Closed hoyleb closed 6 years ago
You are right, it is a look ahead algorithm, it builds a tree of a given deepth to choose the actions, as in any other Monte Carlo. The way how this tree grows is where the magic happens.
The right term was "Planning algorithm"... we have added it here and there to avoid confusion.
Isn't that cheating?
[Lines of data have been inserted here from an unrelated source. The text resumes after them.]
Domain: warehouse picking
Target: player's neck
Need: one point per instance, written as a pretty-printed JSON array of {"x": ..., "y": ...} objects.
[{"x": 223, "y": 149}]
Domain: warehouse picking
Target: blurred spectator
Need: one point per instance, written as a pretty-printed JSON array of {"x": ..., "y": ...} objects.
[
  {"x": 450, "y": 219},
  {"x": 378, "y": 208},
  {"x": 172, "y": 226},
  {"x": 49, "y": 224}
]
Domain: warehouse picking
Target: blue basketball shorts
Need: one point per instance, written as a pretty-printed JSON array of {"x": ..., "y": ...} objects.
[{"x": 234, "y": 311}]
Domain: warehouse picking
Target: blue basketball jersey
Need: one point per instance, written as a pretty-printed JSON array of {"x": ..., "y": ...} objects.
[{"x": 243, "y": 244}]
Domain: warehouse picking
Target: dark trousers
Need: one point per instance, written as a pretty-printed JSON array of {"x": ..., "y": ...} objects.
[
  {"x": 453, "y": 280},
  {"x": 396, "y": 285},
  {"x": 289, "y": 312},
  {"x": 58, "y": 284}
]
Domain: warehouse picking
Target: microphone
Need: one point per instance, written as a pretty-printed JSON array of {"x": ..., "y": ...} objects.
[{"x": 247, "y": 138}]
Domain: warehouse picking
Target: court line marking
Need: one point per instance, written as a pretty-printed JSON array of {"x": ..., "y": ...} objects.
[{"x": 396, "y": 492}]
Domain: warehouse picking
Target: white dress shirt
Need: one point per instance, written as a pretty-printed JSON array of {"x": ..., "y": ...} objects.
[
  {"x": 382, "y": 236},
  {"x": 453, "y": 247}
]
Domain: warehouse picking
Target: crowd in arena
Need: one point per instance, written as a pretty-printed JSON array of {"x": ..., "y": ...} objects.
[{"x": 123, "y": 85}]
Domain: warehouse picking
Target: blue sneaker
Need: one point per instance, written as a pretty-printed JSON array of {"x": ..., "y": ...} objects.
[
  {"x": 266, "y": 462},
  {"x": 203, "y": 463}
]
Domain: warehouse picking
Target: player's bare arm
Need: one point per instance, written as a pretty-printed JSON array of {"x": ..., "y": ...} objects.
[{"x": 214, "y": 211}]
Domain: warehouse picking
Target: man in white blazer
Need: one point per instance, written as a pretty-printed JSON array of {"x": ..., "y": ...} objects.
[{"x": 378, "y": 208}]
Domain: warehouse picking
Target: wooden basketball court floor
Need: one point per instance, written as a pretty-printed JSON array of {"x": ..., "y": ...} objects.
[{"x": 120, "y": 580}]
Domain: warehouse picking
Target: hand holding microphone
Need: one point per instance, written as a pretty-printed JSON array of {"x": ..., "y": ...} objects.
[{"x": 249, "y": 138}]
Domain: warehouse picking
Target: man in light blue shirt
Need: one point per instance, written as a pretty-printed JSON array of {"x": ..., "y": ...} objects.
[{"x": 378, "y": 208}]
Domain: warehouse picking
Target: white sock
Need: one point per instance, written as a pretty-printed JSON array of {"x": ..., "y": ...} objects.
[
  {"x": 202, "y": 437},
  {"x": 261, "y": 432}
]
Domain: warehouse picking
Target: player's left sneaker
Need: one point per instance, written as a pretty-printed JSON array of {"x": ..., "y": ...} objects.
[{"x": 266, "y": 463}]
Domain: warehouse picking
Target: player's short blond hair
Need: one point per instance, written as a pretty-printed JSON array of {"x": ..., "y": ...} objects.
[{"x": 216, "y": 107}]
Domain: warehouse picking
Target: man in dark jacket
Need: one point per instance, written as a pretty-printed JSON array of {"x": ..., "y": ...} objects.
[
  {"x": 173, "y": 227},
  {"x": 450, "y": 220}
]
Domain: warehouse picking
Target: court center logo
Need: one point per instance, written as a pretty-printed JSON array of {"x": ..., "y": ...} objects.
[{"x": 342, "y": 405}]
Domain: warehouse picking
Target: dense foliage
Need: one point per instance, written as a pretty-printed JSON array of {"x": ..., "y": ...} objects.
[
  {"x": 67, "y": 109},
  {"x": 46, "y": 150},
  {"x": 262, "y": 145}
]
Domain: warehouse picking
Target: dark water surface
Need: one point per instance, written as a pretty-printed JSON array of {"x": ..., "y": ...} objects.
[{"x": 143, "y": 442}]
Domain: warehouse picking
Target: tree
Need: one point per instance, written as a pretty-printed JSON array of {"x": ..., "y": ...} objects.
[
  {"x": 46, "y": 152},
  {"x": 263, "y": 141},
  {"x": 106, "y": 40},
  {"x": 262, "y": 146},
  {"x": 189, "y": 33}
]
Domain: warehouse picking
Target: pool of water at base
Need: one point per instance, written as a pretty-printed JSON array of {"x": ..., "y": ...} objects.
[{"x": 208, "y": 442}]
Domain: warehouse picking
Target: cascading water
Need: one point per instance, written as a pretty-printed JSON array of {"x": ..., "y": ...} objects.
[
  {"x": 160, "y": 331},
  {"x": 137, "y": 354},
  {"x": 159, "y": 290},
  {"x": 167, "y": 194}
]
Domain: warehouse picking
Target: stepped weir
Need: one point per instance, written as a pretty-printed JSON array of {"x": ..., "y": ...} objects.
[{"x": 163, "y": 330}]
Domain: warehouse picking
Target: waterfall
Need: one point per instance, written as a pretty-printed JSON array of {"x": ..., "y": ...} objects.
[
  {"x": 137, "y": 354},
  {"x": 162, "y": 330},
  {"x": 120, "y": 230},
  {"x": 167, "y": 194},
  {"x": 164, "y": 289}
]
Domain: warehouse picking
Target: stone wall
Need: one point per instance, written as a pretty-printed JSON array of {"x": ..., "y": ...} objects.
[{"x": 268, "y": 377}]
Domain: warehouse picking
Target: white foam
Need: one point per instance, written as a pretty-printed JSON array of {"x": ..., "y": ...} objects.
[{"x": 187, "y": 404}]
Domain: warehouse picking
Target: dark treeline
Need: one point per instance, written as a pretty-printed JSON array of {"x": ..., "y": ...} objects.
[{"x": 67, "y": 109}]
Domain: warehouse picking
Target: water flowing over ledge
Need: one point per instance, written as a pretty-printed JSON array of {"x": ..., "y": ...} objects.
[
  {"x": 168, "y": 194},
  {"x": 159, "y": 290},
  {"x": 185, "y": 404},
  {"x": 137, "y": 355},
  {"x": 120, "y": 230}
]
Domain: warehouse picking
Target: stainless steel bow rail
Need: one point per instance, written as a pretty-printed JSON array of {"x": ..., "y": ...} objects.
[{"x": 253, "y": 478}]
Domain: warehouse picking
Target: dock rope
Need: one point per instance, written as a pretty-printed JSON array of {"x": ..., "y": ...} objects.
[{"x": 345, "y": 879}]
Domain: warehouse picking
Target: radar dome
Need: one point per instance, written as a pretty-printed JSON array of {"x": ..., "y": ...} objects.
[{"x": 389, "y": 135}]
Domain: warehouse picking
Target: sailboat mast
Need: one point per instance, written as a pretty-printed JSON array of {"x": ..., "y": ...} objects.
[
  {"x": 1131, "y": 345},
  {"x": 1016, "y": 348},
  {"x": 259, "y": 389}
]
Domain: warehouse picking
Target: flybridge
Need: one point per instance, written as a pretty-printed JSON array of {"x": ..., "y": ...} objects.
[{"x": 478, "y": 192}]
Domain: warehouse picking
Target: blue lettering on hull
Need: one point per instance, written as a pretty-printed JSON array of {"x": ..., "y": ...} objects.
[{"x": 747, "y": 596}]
You are exploiting the emulator, current deep learning approaches use the emulator for convenience but you utterly rely on it.
It seems to me to just be MCTS with a simple heuristic.
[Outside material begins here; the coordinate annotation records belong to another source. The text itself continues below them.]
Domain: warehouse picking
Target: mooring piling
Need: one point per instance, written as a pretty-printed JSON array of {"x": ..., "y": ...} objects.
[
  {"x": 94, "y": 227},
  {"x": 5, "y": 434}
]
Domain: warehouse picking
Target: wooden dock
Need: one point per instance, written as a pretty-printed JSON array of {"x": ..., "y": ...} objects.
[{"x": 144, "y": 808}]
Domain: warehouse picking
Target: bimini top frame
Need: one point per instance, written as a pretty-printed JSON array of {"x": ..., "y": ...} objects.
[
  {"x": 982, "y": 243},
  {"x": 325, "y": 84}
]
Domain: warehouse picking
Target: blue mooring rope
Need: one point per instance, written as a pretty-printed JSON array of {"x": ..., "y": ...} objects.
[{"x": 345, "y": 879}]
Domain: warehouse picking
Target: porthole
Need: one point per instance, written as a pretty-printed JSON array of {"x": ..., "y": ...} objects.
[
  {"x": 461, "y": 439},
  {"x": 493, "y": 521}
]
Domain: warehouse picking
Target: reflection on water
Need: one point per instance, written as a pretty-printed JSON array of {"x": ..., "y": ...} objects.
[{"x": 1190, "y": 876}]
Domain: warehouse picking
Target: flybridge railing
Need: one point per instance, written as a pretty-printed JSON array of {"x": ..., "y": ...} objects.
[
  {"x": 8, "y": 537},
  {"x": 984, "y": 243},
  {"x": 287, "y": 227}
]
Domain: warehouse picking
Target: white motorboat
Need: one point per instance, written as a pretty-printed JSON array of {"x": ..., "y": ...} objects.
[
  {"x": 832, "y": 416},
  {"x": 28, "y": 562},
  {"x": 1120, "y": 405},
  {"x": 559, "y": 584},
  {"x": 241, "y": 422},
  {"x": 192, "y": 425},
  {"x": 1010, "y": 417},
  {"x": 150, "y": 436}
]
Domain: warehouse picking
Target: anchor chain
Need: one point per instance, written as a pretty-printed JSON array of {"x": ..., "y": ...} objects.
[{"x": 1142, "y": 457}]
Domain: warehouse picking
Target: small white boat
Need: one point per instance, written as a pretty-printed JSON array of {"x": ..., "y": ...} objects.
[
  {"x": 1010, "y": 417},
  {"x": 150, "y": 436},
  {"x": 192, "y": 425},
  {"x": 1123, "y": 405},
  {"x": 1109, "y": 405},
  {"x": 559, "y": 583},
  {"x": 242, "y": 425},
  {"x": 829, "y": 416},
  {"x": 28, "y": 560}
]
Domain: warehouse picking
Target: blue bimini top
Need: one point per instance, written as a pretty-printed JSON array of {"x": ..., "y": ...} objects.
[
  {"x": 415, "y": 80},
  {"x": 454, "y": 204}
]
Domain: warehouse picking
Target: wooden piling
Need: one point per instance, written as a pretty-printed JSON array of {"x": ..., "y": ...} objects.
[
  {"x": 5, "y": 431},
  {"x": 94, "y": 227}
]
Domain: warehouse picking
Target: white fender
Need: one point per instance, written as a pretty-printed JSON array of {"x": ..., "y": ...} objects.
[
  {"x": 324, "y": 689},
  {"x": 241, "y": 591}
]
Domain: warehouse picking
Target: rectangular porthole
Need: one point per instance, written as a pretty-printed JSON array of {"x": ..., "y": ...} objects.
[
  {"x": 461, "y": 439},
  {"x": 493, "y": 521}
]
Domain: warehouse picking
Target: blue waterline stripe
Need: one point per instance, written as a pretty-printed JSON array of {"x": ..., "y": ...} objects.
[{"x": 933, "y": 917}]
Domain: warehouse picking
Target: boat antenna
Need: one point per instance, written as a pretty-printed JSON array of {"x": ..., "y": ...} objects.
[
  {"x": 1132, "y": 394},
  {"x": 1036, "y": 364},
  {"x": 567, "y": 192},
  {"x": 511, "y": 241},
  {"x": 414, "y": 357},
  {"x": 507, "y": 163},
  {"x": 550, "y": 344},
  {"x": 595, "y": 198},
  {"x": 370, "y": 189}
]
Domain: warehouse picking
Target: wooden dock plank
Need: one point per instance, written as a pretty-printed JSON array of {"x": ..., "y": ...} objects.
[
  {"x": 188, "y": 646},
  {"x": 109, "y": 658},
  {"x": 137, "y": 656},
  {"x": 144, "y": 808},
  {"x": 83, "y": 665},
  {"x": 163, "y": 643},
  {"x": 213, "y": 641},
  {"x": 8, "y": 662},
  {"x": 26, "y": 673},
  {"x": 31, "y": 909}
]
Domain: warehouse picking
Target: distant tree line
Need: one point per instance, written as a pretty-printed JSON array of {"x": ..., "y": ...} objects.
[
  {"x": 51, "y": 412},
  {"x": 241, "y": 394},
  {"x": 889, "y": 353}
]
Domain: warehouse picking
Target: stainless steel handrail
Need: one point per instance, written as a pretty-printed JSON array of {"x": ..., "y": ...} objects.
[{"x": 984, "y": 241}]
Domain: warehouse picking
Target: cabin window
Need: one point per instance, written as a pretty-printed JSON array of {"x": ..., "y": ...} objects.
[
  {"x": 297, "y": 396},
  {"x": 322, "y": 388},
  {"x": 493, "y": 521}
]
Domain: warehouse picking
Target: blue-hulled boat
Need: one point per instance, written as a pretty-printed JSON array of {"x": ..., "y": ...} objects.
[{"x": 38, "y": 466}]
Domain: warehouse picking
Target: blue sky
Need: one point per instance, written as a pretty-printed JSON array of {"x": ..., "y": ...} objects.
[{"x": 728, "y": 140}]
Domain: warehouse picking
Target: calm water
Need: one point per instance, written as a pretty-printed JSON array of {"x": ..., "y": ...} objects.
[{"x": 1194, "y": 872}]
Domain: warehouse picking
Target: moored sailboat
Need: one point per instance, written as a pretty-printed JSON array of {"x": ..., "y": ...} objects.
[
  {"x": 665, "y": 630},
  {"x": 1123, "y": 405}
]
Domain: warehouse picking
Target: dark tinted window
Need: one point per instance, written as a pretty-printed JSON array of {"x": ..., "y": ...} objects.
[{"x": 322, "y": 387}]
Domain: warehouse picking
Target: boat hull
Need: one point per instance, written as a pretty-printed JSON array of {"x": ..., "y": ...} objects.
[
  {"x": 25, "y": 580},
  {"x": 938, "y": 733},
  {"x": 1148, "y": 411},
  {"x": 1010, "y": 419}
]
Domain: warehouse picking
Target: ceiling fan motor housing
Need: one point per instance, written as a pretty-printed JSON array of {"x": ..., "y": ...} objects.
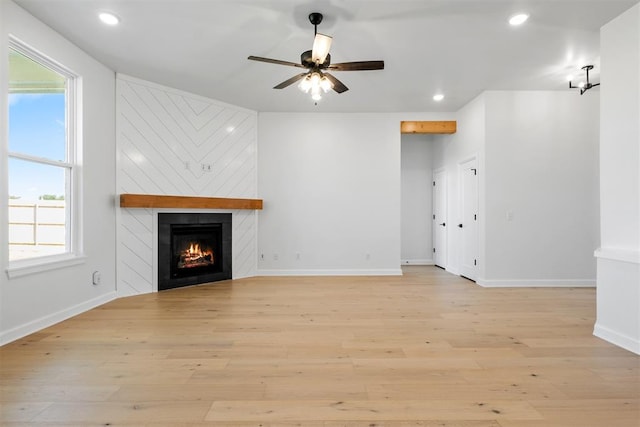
[{"x": 307, "y": 61}]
Well, any planning algorithm (including the MCTS inside AlphaZero) will do exactly that: assume you can predict the next state of your system (someway, with some confidence and with some accuracy) and then use it to build paths, exactly as we do.
In fact, when MCTS or IW(1) are tested against Atari games, a simulator is used to predict the next states, so you are free to think all planning algorithm cheat if you wish, but then you are out of RL, even old chess programs will be cheaters for you!
In the general case, the perfect "simulator" is replaced by an NN that learns to approximately predict the next state (from an initial state plus an action), but to measure of how good or bad a planning algorithm is, you need to stick to an environment you can fully simulate, otherwise you couldn't tell if bad results came from the imperfect predictions coming from your NN or from the planning algorithm itself.
Dear team, Thanks for making this public. I have had fun testing it. I would to ask a question, which I am having trouble finding the answer to in the code and documentation.
Please update my understanding if this statement is incorrect. It appears to me that Fractal AI is a look ahead algorithm, that performs many tree-like searches for a few "time" steps, and then takes the best step, based on the results from each of the walkers. Of course there is lots of fancy stuff going on under the hood that I am glossing over, but is this the basic gist of the algorithm?
Thanks a lot.
Ben
FYI, I'm getting amazing scores on open.ai gym pacman, that I'm trying to understand.